Pero si usted quiere, le puedo prestar mi caballo mientras nos acompañamos.
Este lugar no me gusta.
Los
dos hombres partieron rumbo al norte. Atrás, la carretera y el polvo.
-¿Qué lleva de cargamento? – preguntó Ismael.
-Son choclos pa hacer humitas, los traigo
desde Mairana pa los peones de Postrervalle.
Con
la velocidad, el vaquero ya no sentía el olor a zapallos podridos del
cargamento.
Agradecía
al viento a la luna por permitirle no oler ni ver demasiado. Sin embargo, su
cuerpo parecía irse encogiendo como si la vejez del cochero fuese contagiosa.

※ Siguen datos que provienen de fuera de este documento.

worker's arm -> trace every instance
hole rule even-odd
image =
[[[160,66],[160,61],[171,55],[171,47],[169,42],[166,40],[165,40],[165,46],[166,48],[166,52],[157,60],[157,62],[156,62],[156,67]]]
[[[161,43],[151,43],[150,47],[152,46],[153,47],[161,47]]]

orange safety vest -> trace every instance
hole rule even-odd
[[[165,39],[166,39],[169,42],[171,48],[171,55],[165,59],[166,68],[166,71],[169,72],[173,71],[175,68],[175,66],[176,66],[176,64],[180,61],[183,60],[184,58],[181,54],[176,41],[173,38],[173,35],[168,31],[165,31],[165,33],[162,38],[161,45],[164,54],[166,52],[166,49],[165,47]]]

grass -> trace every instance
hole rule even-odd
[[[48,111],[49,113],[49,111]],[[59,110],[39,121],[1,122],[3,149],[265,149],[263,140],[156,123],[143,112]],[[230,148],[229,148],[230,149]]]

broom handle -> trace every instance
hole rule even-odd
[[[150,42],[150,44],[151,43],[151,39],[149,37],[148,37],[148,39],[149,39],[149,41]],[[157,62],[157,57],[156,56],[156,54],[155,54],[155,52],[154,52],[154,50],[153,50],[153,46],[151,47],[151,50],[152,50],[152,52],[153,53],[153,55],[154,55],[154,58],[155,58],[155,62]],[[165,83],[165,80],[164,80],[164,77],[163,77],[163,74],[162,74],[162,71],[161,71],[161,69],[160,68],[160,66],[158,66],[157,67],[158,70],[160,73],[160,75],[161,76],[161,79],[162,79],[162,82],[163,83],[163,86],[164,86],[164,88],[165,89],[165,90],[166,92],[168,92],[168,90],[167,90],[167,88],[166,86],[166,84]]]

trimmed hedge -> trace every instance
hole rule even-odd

Comenzaron a subir una cuesta y escucharon el relincho del potrillo. El viajo
apuró a los caballos.
-¿Usté es vaquero, don Ismael? – dijo
-Sí, señor.
-Agarre entonces su lazo, mientras yo lo
sigo, usted lo prende.
La
carreta avanzaba como un viejo carro a motor tras los relinchos. Más allá de
los árboles se levantaba la punta de un cerro como un inmenso caserón. En cada
curva una nube de polvo les daba en la cara, Ismael ya tenía listo el lazo pero
era una locura querer enlazar un relincho. Llegaron a la cumbre, comenzaban la
bajada cuando a un lado vio las crines de fuego. Sonó un fuerte chicotazo, una
bolsa dio en la espalda de Ismael y se agarró para que la otra pasara por sobre
su cabeza. Turó la punta del lazo que se prendió en alguna parte, al tiempo que
carreta y caballos cayeron al abismo como un inmenso tercio de leña. Rápidamente
llegó al silencio.
Cuando
salió del desmayo era de día. Sus manos despellejadas aún agarraban el lazo
prendido al gajo de un árbol sexo. Sintió las espinas de carapar en las
rodillas y fuego en la nuca; al tocarse, los dedos se embadurnaron de sangre. ¿Y
la carreta?
Sólo
encontró a su cabello, justamente a la orilla de la peña, con la montura en la
panza y las patas rasmilladas. No había rastros de carretas, cocheros o más
caballos. Era imposible ver siquiera el abismo. Gateando llegó al camino donde,
con temblores en las manos y las rodillas, preparó a su caballo para montar y
volver al rancho, tal vez en busca de su razón perdida.
En
vez de apearse, Ismael casi se descolgó del caballo cuando llegaron al
corredor. La puerta seguía con el viejo candado herrumbrado y deseó
ardientemente que lo de la carreta hubiera sido también un sueño. Decidió
cruzar de nuevo el pueblo con el caballo detrás. A causa de las heridas y las
espinas tenía que camina r encorvado.
Cuando llegó al centro, vio que un callejón cruzaba la calle formándose cuatro
esquinas. Tomando ese nuevo camino, apenas dos cuadras, llegó a una carretera
con tiendas, pensiones y niños por todas partes. ¡Aquí es Paja Colorada!, se
dijo Ismael, y yo sólo andaba perdido en el pueblo viejo.
Los
niños comenzaron a rodearle. Desde las puertas las mujeres lo miraban. Los
perros se acercaban a las patas del caballo y escapaban gritando ante las
patadas. La barba le había crecido y tenía la cara manchada de ceniza. Miró sus
rodillas y no había espinas, sólo estaban encorvadas. Sus manos tampoco estaban
desolladas de tirar del lazo sino secas. En un perdido pliegue de su cerebro
tal vez quedó la herida. No había calor en su cuerpo. Agarrándose del cuello de
su caballo, pegó los ojos en la pelambre para ocultar el llanto y no ver ese
mundo tan razonable, lejano ya de su vida y su miseria.